Немецкую метафизику он презирает за отвлеченность. Всякое оторванное от конкретности “умозрение” ему ненавистно. «О нем можно было бы сказать то же, что Гёте сказал о самом себе, именно, что он был лишен особого органа для “философии” — и притом на том же основании: на основании прирожденного, инстинктивного сознания, что всякая теория “сера” по сравнению с “златым древом жизни”». Или, «что реальность укладывается в любую теорию лишь на тот лад, на какой живое тело подходит ко всякому кресту, на котором оно распинается».

В поэзии Пушкина нет «Рассуждений» и «теорий». «Пушкин мыслит на свой лад — так просто, трезво и непритязательно, настолько жизненно-имманентно, как бы из нутра самой жизни, и потому и настолько поэтично, что глубина и ценность его мысли легко ускользают от внимания».

Пушкин – не «мастер отвлеченного познания», но «мыслитель-мудрец, основное свойство мысли которого заключается в ее жизненной проницательности. Его исторические, политические и историософские мысли и обобщения укладываются непосредственно в общие рамки его жизненной мудрости». А его поэзии свойствен «неумышленный, гениально-наивный символизм».

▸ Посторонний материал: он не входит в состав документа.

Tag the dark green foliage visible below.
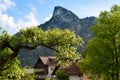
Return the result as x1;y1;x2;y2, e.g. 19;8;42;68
56;68;69;80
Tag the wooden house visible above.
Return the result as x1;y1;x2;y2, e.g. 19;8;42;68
34;56;56;80
34;56;89;80
52;62;83;80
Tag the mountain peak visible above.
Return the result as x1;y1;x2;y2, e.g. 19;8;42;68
54;6;66;11
53;6;69;17
54;6;68;13
40;6;82;31
53;6;79;20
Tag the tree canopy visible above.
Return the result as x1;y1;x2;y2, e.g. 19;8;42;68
0;27;84;79
79;5;120;80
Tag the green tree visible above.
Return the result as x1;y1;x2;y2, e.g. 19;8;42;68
45;77;51;80
0;27;83;79
79;5;120;80
20;27;84;65
56;68;69;80
21;73;35;80
0;29;24;79
0;58;24;80
21;66;36;80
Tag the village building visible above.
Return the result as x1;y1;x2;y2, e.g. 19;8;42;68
34;56;89;80
34;56;56;80
52;62;83;80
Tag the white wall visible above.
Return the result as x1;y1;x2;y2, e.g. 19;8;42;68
24;69;34;73
47;66;55;78
69;75;82;80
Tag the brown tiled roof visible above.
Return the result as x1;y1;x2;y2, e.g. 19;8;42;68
63;62;83;76
39;56;56;66
38;56;83;76
52;62;83;76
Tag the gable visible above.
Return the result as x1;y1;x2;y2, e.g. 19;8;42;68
34;57;44;68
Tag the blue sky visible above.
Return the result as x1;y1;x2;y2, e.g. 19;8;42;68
0;0;120;35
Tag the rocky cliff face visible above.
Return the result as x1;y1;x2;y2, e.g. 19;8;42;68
40;6;81;34
19;6;95;67
39;6;95;40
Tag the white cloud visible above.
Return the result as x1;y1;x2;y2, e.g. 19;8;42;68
0;0;15;11
31;6;37;14
0;0;39;35
0;12;39;35
17;12;39;29
0;12;18;34
45;14;52;21
0;0;18;35
28;4;37;14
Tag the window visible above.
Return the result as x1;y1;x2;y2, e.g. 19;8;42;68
51;68;54;70
39;68;44;71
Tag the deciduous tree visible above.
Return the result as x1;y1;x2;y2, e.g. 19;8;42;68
79;5;120;80
0;27;83;79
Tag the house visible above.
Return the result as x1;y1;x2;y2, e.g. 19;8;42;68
34;56;89;80
34;56;56;80
52;62;83;80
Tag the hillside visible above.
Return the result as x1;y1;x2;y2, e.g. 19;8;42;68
19;6;95;67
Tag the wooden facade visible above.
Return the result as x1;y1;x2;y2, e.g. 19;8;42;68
34;56;56;80
34;56;89;80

«Истинная поэзия – замечает Франк — всегда символична. Чтобы быть символичной, поэзии нет никакой надобности в мудреном, замысловатом, нарочитом “символизме”. Напротив, чем она проще и менее притязательна, чем более наивно она описывает самое простое, эмпирическую действительность мира или личный душевный опыт поэта – тем более эффективна невыразимая магия искусства, превращающая простые, общеизвестные явления в символы глубочайших новых откровений, и тем полнее и убедительнее символический смысл поэтического творения».

В поэзии Пушкин занят «простым миронаблюдением или простой исповедью своей духовной жизни; он есть чистое “эхо” мирового бытия, внешнего и внутреннего. Но так как это есть отклик поэтический, то простое описание и простое признание становится мудрым откровением».

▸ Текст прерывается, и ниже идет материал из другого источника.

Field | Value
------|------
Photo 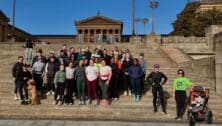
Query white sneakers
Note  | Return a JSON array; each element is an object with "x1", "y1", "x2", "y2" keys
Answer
[
  {"x1": 124, "y1": 91, "x2": 127, "y2": 96},
  {"x1": 46, "y1": 92, "x2": 51, "y2": 95},
  {"x1": 14, "y1": 95, "x2": 19, "y2": 100},
  {"x1": 14, "y1": 95, "x2": 20, "y2": 100},
  {"x1": 128, "y1": 91, "x2": 132, "y2": 96},
  {"x1": 124, "y1": 91, "x2": 132, "y2": 96},
  {"x1": 46, "y1": 91, "x2": 55, "y2": 96}
]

«Он всегда и во всем – наивный мудрец – ведатель жизни»: «Его познание объективного бытия никогда не стремится открыть основу реальности, “вещь в себе” позади явлений; оно всегда имманентно явлениям жизни, просто их воспроизводит, но именно поэтому, рисуя полновесным словом картину жизни, пронизывает ее соками духовной жизни и открывает конкретное существо явлений полнее и глубже всякого философа».

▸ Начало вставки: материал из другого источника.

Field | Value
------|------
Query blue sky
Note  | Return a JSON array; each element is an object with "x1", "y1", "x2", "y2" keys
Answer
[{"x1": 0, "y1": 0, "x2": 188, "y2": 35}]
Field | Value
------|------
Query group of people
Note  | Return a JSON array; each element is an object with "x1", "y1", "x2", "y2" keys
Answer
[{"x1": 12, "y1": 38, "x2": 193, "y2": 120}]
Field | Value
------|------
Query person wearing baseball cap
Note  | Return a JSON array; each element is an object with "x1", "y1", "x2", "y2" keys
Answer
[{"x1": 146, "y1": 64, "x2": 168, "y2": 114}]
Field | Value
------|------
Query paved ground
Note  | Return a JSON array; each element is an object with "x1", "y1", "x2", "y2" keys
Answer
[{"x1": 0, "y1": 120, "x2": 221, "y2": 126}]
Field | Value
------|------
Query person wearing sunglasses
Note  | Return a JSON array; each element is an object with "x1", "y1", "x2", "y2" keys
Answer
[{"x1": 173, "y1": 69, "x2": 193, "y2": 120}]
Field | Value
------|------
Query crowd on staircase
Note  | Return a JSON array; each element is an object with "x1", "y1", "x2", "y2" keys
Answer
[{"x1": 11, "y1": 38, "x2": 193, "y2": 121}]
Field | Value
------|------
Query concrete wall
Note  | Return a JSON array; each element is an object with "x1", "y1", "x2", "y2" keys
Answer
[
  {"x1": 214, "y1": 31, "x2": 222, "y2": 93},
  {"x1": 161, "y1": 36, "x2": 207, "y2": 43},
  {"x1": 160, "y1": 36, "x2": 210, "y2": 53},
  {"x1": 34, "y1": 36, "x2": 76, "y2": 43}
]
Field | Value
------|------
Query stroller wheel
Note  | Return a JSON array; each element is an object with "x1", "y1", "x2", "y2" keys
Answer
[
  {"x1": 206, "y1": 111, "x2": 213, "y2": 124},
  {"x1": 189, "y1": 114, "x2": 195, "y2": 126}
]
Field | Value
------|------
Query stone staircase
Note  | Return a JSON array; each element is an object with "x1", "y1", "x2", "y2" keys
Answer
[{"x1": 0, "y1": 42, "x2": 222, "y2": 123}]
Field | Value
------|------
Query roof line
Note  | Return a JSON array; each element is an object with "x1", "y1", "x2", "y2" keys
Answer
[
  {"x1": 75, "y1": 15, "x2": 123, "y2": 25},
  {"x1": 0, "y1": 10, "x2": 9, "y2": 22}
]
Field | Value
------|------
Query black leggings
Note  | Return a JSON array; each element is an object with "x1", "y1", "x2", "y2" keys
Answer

Итак, пушкинская мудрость «никогда не есть ни только субъективное настроение, ни только объективная теория бытия. Она, в качестве истинной, совершенной поэзии, есть откровение бытия – сама реальность, обретшая голос и повествующая о самой себе. Она есть то последнее живое знание или знание-жизнь, в котором не субъективное сознание данной личности что-нибудь знает и сообщает нам о жизни, а сама жизнь в стихии слова сознает себя и являет нам себя осознанной и опознанной».

«Это живое ведение или, вернее, эта самопознавшая себя жизнь не исчерпывается никакими “мыслями” или “идеями”. Ее идеальное содержание выразимо лишь в комплексе противоборствующих и взаимно уравновешивающих друг друга идей – есть “соединение противоборствующего и гармония разнородного”, как определял самое жизнь древний Гераклит…».

«Мысль его есть «как бы самооткровение самой конкретной жизни», его «жизненная мудрость построена на принципе совпадения противоположностей (coincidentia oppositorum), единства разнородных и противоборствующих потенций бытия».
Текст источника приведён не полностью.